Drink mulled wine, light candles and cuddle together on the couch: however, the Advent season is not as harmonious as it is in the imagination for some couples. Relationship psychologist Wieland Stolzenburg knows that in the weeks before Christmas there are often conflicts and disputes. In an interview with the news agency spot on news, the author of "Deepening relationships: 103 questions for couples" explains where potential for controversy is hidden – and how partners should deal with it.

Christmas is not only considered a time of love, but also a stressful time – especially for couples. What creates potential for controversy in the run-up to Christmas?

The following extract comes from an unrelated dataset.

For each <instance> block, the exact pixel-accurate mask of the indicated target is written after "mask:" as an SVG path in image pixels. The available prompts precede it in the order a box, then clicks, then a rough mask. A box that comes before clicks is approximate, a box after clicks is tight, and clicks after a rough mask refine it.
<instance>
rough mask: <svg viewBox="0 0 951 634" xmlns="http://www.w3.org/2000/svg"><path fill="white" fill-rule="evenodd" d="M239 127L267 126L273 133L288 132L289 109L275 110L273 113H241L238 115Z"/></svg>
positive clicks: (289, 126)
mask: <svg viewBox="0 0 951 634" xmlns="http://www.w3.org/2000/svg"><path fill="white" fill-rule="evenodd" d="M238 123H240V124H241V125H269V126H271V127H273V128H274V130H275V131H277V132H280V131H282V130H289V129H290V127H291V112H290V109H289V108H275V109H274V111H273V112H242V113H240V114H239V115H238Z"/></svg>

Wieland Stolzenburg: Couples usually have arguments when many of our needs are not met or we are under stress. We are much more irritable and less tolerant under tension and stress. There is also an incredibly high expectation of the festival of love: to spend the perfect Christmas Eve, to experience a loving and considerate partner, to prepare the best food and so on. If much of this is not fulfilled – or if there is just the fear that it will not be fulfilled on Christmas days – this often leads to further potential for conflict. Unfortunately, Christmas is incredibly overloaded with expectations.

Typical problems are also the different needs, such as: "What should we eat on Christmas Eve?", "When do we visit whom?" or "Who cares about what?" Bringing these different wishes and expectations under one roof is a challenge, especially around Christmas, but one that couples can solve.

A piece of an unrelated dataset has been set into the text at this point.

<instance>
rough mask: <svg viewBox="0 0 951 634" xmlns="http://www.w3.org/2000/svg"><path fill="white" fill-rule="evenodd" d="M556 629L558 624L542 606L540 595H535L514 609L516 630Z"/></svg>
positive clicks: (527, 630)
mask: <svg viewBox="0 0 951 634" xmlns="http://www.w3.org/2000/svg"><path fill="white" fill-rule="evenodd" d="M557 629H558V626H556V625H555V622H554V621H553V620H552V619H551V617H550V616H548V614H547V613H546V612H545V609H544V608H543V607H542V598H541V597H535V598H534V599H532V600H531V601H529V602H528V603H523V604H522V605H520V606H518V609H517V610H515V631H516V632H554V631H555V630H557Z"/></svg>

How do couples manage to experience the Christmas season in harmony?

Stolzenburg: The most important thing is that we reduce expectations – of ourselves and of everyone else. That we think about what Christmas actually means. It's not about the perfect meal, the most beautifully decorated apartment or an even more gigantic gift. It's about time and being together with people who are close to our hearts, who are important to us and who we love. All of the aspects mentioned are nice, but not prerequisites.

That means: taking a deep breath, lowering expectations, clear distribution of tasks, less is more and putting the human and not the perfect in the foreground.

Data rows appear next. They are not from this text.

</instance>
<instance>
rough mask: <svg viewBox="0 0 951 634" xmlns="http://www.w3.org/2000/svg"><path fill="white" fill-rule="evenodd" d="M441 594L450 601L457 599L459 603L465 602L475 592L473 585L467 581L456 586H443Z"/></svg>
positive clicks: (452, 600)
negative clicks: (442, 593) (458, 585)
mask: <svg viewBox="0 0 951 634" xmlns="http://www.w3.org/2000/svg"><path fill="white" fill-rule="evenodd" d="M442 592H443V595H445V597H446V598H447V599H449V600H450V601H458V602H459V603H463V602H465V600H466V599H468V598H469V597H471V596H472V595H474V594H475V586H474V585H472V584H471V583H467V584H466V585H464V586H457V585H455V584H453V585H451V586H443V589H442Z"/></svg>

What is particularly important when celebrating with the family, for example when dealing with parents and in-laws?

Stolzenburg: There are two aspects that can become challenges for couples. On the one hand: Who is invited or visited and when? And on the other hand, the handling when you see each other. It is often the case that we have done so much, bought and done so much that we actually need a few days off on Christmas Eve. But then for many the stress really starts – the social stress.

Here, too, you can contribute to the success yourself by dividing up responsibilities early on, allowing yourself not to have to do it perfectly, stopping and taking a deep breath and approaching others with a positive attitude. Sometimes it is also important as a couple that you do not meet all of the other's expectations and, for example, do not visit or invite your in-laws – thanks to Corona you have at least a very good excuse.